For high-value transactions and sensitive authorisations, require verification through a separate channel from the one through which the request arrived — regardless of how convincing the request seems.

3

Train People on AI-Assisted Attacks

Awareness training for AI-generated phishing, deepfake voice and video, and social engineering is now as essential as password hygiene training was a decade ago.

4

Deploy AI Security Tools

Point solutions are inadequate against AI-powered attacks. Consider an integrated AI security platform that correlates signals across network, endpoint, identity, and cloud environments.

5

Establish AI Governance

Define who is authorised to deploy AI tools in your organisation, under what conditions, with what data access, and with what human oversight. Ungoverned AI adoption creates hidden attack surfaces.

Generate strong, unique passwords for every platform you use — the simplest step toward better security posture.

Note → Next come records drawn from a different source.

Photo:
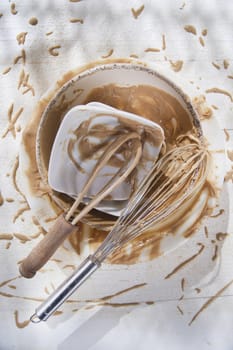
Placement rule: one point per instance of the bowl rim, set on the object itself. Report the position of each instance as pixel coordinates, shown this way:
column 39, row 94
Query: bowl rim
column 139, row 66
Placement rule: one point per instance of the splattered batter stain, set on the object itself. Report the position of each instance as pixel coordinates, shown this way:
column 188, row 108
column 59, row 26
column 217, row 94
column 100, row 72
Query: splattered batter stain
column 180, row 266
column 33, row 21
column 210, row 301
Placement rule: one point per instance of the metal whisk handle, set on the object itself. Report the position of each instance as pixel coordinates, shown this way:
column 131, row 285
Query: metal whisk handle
column 68, row 287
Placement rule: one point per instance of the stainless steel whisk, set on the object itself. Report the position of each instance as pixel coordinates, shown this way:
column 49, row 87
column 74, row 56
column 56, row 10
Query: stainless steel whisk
column 173, row 181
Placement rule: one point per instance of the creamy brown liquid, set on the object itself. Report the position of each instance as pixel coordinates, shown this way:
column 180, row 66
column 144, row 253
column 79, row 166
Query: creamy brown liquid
column 146, row 101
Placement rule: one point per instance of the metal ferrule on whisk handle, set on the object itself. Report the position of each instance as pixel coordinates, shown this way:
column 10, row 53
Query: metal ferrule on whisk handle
column 146, row 207
column 68, row 287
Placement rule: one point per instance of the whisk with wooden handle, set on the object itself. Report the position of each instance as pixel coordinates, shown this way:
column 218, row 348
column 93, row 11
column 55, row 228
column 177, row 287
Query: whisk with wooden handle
column 175, row 179
column 66, row 224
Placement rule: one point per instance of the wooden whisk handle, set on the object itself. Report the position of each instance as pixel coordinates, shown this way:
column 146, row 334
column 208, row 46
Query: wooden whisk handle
column 46, row 247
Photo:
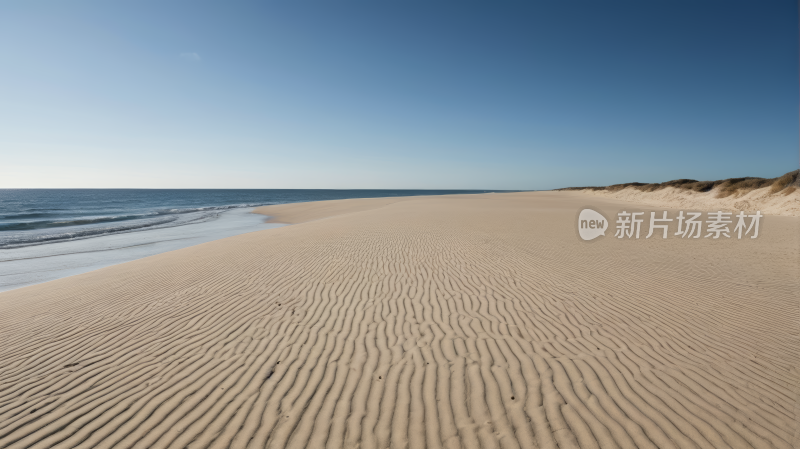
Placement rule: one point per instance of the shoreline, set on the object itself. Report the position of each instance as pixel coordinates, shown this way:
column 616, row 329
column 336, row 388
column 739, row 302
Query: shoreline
column 438, row 320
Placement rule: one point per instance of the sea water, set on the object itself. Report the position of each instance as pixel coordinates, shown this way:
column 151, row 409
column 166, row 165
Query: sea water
column 47, row 234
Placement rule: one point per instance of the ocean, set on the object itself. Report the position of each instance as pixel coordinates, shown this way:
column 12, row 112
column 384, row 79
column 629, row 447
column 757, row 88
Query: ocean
column 47, row 234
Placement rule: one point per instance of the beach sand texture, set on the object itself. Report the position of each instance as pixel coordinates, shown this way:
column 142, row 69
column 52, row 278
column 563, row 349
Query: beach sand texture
column 475, row 321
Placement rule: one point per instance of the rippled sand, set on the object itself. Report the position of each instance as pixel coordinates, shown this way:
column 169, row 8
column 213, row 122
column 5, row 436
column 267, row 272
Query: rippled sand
column 463, row 321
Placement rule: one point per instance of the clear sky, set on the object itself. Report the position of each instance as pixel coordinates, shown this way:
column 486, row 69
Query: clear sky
column 395, row 94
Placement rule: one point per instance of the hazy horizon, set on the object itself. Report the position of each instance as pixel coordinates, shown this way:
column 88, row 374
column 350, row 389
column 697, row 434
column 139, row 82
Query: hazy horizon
column 413, row 96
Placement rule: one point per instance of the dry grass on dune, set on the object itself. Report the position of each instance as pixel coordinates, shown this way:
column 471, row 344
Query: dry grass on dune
column 725, row 187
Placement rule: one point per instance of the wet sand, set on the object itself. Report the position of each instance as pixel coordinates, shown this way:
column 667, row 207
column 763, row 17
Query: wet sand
column 453, row 321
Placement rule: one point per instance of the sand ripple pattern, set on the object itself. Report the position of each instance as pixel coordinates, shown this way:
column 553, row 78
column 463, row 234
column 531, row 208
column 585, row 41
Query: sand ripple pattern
column 474, row 322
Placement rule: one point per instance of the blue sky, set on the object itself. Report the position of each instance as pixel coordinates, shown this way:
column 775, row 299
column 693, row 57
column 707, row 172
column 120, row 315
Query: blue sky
column 381, row 94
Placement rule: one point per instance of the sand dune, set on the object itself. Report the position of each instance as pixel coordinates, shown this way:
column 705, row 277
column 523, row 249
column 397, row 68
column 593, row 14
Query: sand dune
column 671, row 197
column 475, row 321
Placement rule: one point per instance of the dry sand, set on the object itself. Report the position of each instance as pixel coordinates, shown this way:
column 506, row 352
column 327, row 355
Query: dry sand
column 461, row 321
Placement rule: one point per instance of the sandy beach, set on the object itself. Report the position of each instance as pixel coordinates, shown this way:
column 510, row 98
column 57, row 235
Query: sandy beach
column 474, row 321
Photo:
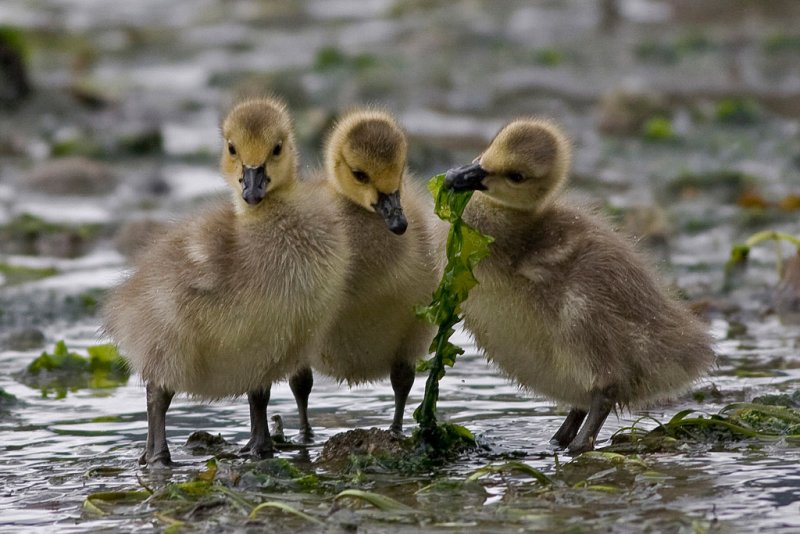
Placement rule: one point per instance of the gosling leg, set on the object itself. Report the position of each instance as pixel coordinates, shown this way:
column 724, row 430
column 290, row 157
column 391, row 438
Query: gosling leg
column 301, row 384
column 156, row 452
column 402, row 377
column 260, row 444
column 600, row 407
column 569, row 428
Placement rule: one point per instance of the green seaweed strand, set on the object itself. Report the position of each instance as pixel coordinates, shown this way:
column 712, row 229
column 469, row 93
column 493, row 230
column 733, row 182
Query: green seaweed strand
column 465, row 248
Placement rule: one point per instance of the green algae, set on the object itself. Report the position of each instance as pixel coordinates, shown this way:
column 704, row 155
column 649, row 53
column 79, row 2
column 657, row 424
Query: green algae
column 62, row 370
column 659, row 130
column 738, row 111
column 465, row 248
column 740, row 252
column 18, row 274
column 733, row 423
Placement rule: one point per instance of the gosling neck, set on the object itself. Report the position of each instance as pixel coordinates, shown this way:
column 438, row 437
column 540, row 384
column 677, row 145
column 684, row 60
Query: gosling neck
column 248, row 214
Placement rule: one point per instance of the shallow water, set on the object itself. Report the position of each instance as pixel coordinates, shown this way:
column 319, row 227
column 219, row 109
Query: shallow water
column 453, row 72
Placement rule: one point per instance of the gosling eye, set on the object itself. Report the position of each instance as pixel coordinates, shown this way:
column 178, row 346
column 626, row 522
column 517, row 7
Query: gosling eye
column 361, row 176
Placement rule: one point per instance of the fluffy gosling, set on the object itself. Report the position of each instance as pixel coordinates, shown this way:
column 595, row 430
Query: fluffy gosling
column 565, row 306
column 393, row 265
column 232, row 299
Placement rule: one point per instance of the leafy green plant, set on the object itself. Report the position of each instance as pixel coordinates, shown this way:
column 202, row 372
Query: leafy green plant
column 740, row 111
column 62, row 370
column 465, row 248
column 657, row 129
column 18, row 274
column 735, row 422
column 740, row 252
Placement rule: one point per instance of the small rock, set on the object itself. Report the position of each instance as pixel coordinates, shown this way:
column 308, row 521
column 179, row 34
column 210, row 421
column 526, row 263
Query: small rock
column 362, row 442
column 136, row 236
column 202, row 442
column 72, row 176
column 626, row 112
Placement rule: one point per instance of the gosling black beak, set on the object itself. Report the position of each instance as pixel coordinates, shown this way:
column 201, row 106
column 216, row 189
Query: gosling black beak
column 466, row 178
column 389, row 208
column 254, row 184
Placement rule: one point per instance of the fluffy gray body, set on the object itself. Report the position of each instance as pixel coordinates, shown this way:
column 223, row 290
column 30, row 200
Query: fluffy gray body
column 565, row 306
column 387, row 277
column 222, row 306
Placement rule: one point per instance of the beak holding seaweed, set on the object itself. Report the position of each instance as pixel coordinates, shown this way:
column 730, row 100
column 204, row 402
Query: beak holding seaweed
column 254, row 184
column 466, row 178
column 388, row 206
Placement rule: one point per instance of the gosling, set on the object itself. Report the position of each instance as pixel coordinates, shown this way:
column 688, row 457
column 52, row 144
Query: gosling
column 231, row 299
column 393, row 264
column 565, row 306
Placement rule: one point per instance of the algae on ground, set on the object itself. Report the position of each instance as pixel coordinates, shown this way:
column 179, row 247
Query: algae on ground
column 755, row 421
column 62, row 371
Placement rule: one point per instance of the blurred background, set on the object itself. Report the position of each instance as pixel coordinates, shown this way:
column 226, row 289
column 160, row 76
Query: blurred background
column 684, row 113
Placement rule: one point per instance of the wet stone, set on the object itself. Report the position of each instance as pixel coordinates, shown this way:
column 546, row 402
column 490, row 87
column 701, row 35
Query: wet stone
column 202, row 442
column 373, row 442
column 72, row 176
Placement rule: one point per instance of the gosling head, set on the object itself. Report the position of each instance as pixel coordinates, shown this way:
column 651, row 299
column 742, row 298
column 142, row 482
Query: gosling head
column 258, row 153
column 365, row 158
column 524, row 167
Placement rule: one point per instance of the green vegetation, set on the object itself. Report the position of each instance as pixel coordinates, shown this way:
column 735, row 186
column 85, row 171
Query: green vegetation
column 658, row 129
column 548, row 57
column 778, row 43
column 735, row 422
column 671, row 52
column 17, row 274
column 62, row 371
column 738, row 111
column 77, row 146
column 465, row 248
column 331, row 58
column 740, row 252
column 15, row 39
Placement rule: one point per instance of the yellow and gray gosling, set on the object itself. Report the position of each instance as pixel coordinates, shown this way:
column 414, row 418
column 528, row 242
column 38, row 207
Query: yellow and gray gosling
column 393, row 264
column 565, row 306
column 234, row 297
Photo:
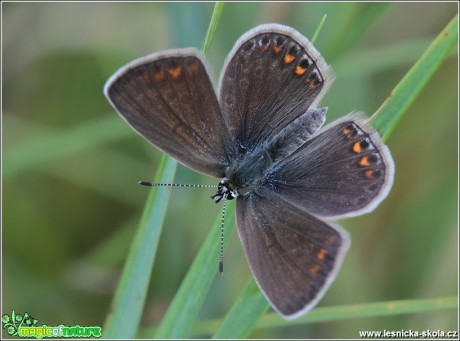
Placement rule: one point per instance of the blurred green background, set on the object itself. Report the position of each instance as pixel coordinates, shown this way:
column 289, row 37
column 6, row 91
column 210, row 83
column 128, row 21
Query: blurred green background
column 70, row 165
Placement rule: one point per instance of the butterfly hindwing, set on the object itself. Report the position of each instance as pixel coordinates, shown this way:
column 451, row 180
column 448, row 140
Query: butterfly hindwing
column 293, row 255
column 344, row 170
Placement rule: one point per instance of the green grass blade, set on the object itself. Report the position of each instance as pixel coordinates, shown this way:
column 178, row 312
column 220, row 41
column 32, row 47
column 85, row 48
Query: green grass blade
column 128, row 304
column 365, row 310
column 404, row 94
column 245, row 313
column 187, row 302
column 344, row 312
column 218, row 8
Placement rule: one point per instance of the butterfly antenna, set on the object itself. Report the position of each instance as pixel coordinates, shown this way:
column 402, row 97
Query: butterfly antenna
column 221, row 256
column 157, row 184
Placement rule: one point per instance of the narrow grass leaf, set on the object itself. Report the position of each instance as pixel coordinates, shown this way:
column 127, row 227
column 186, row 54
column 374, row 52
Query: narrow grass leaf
column 404, row 94
column 344, row 312
column 244, row 314
column 126, row 310
column 187, row 302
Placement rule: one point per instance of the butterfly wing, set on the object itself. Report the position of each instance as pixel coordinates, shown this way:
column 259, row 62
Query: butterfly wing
column 293, row 255
column 344, row 170
column 168, row 98
column 272, row 76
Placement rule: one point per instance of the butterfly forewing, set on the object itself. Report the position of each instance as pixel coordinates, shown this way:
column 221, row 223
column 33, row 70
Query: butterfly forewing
column 272, row 76
column 169, row 99
column 293, row 255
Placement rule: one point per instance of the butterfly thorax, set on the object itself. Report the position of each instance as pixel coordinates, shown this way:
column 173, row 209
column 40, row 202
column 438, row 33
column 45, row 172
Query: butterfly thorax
column 244, row 175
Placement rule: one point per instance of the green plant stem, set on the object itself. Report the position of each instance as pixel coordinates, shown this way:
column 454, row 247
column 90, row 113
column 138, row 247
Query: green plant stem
column 128, row 303
column 409, row 88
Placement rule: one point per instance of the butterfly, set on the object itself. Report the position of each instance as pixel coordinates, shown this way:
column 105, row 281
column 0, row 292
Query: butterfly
column 263, row 138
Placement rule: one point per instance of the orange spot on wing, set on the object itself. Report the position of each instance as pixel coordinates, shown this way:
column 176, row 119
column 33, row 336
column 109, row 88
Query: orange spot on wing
column 314, row 269
column 300, row 70
column 192, row 69
column 364, row 162
column 175, row 72
column 159, row 76
column 288, row 58
column 357, row 147
column 346, row 132
column 310, row 84
column 321, row 254
column 369, row 174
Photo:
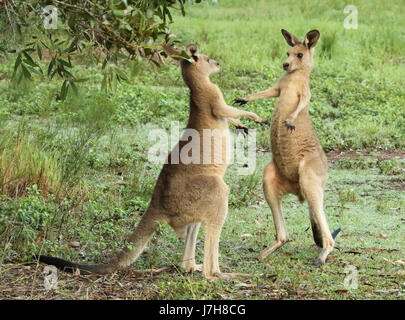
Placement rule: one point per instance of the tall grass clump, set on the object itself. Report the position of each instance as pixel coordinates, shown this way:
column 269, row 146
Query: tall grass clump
column 23, row 164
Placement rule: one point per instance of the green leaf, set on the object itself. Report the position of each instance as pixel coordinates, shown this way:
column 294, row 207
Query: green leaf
column 17, row 63
column 64, row 90
column 25, row 72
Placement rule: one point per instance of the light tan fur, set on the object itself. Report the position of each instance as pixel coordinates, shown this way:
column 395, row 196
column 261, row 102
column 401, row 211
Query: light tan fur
column 188, row 195
column 299, row 164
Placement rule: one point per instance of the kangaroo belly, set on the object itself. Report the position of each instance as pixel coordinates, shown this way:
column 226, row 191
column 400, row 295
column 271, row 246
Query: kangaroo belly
column 290, row 147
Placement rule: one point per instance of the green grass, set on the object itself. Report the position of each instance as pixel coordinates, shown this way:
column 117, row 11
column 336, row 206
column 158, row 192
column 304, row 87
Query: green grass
column 98, row 143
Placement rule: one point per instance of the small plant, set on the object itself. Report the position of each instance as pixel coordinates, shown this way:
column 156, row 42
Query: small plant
column 391, row 166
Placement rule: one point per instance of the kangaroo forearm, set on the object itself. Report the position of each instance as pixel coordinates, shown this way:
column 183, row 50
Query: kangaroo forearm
column 301, row 105
column 231, row 112
column 269, row 93
column 235, row 122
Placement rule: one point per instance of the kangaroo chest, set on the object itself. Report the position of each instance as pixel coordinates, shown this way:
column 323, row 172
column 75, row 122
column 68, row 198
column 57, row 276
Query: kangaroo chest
column 290, row 147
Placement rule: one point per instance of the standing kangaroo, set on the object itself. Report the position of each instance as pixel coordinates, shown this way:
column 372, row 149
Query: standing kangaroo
column 187, row 195
column 299, row 164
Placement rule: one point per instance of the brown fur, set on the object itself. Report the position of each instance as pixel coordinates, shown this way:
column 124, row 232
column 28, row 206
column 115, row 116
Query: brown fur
column 299, row 164
column 187, row 195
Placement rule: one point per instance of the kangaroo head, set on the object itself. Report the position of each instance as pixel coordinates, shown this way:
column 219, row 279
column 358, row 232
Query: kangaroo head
column 199, row 66
column 300, row 56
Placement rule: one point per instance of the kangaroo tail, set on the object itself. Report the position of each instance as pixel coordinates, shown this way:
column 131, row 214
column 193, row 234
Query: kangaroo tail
column 317, row 234
column 138, row 241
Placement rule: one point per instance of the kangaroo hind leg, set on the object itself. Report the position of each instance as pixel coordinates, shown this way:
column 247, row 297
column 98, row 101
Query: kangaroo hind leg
column 188, row 262
column 312, row 182
column 274, row 188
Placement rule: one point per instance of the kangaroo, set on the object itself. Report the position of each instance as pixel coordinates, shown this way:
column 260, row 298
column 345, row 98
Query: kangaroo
column 299, row 163
column 186, row 195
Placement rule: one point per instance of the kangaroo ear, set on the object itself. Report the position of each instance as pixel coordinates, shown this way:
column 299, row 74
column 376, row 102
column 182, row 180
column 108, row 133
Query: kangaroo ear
column 311, row 38
column 192, row 51
column 172, row 51
column 290, row 38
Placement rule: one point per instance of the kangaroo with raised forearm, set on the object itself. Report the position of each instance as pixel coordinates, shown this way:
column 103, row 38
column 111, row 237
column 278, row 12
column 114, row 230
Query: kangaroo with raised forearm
column 299, row 163
column 187, row 195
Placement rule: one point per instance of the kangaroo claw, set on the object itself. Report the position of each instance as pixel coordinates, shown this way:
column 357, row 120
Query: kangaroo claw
column 239, row 101
column 289, row 127
column 242, row 130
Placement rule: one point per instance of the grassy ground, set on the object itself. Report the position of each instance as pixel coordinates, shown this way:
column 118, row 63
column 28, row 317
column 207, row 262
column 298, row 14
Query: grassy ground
column 77, row 171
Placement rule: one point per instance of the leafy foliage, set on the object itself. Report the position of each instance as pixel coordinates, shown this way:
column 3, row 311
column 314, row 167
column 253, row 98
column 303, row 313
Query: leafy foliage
column 109, row 31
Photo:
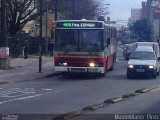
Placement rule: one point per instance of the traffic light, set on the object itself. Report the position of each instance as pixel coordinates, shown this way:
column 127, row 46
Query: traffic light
column 52, row 25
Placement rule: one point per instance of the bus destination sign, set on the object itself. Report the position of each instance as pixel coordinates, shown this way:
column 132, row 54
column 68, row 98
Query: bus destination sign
column 79, row 25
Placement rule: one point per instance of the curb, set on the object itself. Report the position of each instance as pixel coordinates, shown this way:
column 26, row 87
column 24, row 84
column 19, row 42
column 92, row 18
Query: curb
column 4, row 82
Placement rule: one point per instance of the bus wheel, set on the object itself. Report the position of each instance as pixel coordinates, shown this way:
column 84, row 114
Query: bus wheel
column 110, row 69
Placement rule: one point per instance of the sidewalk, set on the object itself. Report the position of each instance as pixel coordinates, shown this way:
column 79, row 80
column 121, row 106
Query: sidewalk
column 27, row 69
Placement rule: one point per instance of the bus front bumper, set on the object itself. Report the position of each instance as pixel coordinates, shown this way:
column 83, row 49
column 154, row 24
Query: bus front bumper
column 80, row 69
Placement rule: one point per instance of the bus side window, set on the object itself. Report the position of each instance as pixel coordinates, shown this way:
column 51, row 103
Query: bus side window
column 108, row 42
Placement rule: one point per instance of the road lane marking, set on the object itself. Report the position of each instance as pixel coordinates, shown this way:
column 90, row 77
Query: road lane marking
column 23, row 98
column 30, row 96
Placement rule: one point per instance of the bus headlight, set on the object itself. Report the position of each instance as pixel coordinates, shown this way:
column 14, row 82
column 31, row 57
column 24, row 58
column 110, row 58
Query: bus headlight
column 130, row 66
column 65, row 64
column 92, row 64
column 151, row 66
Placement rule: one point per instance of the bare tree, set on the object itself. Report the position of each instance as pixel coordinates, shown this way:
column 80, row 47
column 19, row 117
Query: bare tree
column 19, row 13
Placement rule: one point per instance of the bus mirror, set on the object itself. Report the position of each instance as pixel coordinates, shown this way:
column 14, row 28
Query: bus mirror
column 108, row 41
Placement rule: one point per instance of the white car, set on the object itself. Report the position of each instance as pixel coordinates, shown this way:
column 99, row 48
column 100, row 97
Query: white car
column 143, row 61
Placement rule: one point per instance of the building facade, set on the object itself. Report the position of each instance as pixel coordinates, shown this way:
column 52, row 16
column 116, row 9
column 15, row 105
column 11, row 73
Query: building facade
column 136, row 14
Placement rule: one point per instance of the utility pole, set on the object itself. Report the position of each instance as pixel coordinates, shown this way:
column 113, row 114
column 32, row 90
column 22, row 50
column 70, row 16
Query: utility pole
column 40, row 42
column 55, row 10
column 4, row 24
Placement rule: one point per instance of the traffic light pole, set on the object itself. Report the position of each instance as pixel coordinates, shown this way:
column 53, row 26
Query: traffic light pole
column 40, row 41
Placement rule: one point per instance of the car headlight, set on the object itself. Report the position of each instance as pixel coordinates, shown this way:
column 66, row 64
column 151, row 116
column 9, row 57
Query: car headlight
column 130, row 66
column 65, row 64
column 151, row 66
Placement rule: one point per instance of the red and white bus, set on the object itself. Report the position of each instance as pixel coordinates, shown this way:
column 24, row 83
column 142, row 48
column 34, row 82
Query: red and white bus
column 84, row 46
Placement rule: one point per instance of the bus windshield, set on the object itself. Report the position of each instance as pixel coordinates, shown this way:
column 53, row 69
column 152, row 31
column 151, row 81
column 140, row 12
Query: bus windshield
column 78, row 40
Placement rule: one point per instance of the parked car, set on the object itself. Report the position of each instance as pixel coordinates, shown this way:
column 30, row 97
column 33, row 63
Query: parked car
column 155, row 46
column 143, row 61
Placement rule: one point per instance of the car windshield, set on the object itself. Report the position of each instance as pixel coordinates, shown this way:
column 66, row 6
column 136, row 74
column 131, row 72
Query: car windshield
column 143, row 55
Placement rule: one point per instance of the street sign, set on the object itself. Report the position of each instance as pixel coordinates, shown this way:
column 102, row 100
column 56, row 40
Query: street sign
column 4, row 52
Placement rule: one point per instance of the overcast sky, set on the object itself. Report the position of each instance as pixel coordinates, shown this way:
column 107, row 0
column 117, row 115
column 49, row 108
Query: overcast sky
column 121, row 9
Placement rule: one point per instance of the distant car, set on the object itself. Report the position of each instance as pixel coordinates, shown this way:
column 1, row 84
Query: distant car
column 155, row 46
column 143, row 61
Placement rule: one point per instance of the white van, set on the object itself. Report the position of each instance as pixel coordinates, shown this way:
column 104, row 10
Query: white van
column 143, row 61
column 155, row 46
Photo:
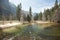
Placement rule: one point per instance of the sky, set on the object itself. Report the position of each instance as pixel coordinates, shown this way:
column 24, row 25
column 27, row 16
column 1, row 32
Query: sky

🔑 Generate a Secure Password

Frequently Asked Questions

Can AI fully replace human security analysts?

Not in the near term, and probably not desirably in the medium term. AI security systems excel at pattern recognition at scale and speed — detecting known and variant threats, correlating signals across large environments, and triggering automated responses to well-understood threat types. Human analysts remain essential for novel threat investigation, strategic security planning, incident response in complex situations, and the contextual judgment that distinguishes a real attack from an unusual but legitimate behaviour pattern.

How do I detect AI-generated phishing emails?

The technical tells are disappearing as models improve. Focus instead on process-level defences: verify unexpected requests through a separate channel; establish code words or verification procedures for high-value requests; use email authentication (DMARC, SPF, DKIM) rigorously; and train staff to pause and verify rather than comply with urgency. Technical detection tools from providers like Abnormal Security and Proofpoint are updating rapidly to catch AI-generated attacks.

What is adversarial AI and should I be worried about it?

Adversarial AI refers to inputs specifically crafted to cause AI systems to malfunction — causing classifiers to miss malware, causing image recognition to fail, or causing NLP systems to generate unexpected outputs. For enterprise organisations, the primary risk is that AI security tools could have systematic blind spots created through adversarial manipulation of their training process. Vendor transparency about training data provenance and regular independent red-team evaluation of AI security systems is the appropriate response.